When you forward this email to friends, Microsoft can and will track it (if you are a Microsoft Windows user) for a two-week time period. For every person that you forward this email to, Microsoft will pay you $245, for every person that you sent it to that forwards it on, Microsoft will pay you $243, and for every third person that receives it, you will be paid $241.

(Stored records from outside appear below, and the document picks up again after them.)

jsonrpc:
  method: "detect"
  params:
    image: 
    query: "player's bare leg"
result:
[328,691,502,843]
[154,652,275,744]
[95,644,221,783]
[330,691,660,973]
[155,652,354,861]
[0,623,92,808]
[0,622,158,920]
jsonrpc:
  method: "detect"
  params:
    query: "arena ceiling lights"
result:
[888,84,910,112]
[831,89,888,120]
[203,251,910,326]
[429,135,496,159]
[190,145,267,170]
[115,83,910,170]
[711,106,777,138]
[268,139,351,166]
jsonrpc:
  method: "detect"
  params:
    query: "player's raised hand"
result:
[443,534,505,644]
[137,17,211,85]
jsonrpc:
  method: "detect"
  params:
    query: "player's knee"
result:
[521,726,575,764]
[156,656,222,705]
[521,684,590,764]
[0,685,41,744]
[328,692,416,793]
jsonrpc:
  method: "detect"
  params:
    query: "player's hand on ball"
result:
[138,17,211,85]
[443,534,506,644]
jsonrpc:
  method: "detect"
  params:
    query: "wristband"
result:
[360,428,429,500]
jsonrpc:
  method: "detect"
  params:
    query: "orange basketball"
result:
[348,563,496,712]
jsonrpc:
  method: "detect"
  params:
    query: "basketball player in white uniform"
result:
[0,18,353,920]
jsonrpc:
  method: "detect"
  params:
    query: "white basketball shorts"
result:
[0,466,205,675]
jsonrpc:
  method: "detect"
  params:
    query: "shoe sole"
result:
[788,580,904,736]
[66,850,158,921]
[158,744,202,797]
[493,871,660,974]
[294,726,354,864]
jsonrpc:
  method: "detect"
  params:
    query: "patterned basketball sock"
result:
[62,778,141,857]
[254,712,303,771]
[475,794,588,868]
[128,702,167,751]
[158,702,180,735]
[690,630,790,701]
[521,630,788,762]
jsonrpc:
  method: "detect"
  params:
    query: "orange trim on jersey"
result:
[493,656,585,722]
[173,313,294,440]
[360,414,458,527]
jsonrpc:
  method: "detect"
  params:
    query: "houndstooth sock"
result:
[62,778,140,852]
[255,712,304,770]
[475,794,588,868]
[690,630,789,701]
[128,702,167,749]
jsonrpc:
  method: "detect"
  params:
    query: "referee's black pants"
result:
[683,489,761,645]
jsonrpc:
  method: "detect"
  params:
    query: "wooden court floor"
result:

Well, I decided to do some digging into the hoax and found this article from the July 2004 issue of Wired Magazine on the history of this, the oldest of email hoaxes. They actually tracked down the guy who started it back in 1997:

It all started on November 18, 1997, when the guy sitting beside him in the computer lab received a get-rich-quick email, one of the first examples of spam that either of them had seen. “I can come up with something better than that,” Mack boasted. Three minutes later, Bill Gates’ email-tracing program was born. Mack thought it was funny enough to send to a friend at Loras College in Dubuque, with “bill gates here” in the subject line. It made the guy laugh, so he passed it on.

Interesting article.
BTW – If you’re going to send these emails on to your entire mailing list, by all means use BCC instead of the To or CC fields. I went through my copy of the MS email tracking message and found 108 email addresses. If I was a spammer, I just found 108 new victims. By using BCC, you only annoy your friends with useless hoaxes without exposing them to a spam risk.
BTW 2 – In addition to the usual email spam I get offering to make parts of my anatomy larger, get me low cost better prescriptions drugs to make that anatomy perform, software at low, low prices and other, uh, interesting products; I’m now getting spam offering to help me train my dog. Huh? Anyone else getting those?

Tsunami Pics

Quick post during lunch. Check out Digital Globe, a site with amazing before and after satelite pictures of the tsunami devestation. I’ve been hearing little anecdotes on NPR over the last week about fathers who lost their wife and kids, kids who lost both parents and their siblings, etc. Some of those were vacationers from Europe. Can you inagine being a kid and being swept away by a huge wave in a foreign land and then discovering you were alone and far from home? Unfathomable.

Bah Humbug

I’m not sure if I should feel good about this or not, but I do.
Alan and Bonnie Aerts have been putting up $150,000 worth (!) of Christmans decorations at their California home for the last 6 years. Not this year though:

This year, though, the merry menagerie stayed indoors. Instead, on the manicured lawn outside the couple’s Tudor mansion stands a single tiding: a 10-foot-tall Grinch with green fuzz, rotting teeth, and beet-red eyeballs.
The Aertses erected the smirking giant to protest the couple across the street — 16-year residents Le and Susan Nguyen, who initiated complaints to city officials that the display was turning the quiet neighborhood into a Disneyesque nightmare.
Alan Aerts, who makes sure the Grinch’s spindly finger points directly to the Nguyens’ house, says the complaints killed the exhibit.

I guess I can understand the frustrations with traffic etc., but it’s hard not too see the grinch in this.